Peninsula in Sabah, Malaysia

The Sandakan Peninsula (Semenanjung Sandakan) is a peninsula in Sandakan District, Sabah, Malaysia. It consists of broad coastal and forested areas.

== Geology ==
The tectonic of the peninsula started from Oligocene to Early Miocene, followed by deformation from Early Miocene to Middle Miocene that resulted in the opening of Sulu Sea and widening of Sandakan Basin. The rifting stopped in Late Miocene to early Pliocene which caused a major uplift around the Sandakan Peninsula with heavy erosion. The Upper Miocene formation dominates the eastern area of the peninsula with two main lithologies of sandstone and mudstone.

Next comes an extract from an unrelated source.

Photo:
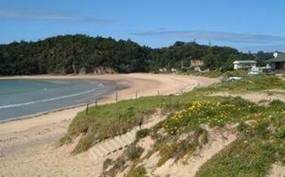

== Climate and biodiversity ==
The western part of the peninsula received mean annual rainfall ranging from 3,000 millimetres to 3,500 millimetres while the eastern part including Sandakan town received between 2,500 millimetres to 3,000 millimetres. In the peninsula located the Kabili-Sepilok Forest Reserve which is a type of lowlands of eastern Sabah with over 90 species of mammals and 200 species of birds have been recorded inhabiting the area.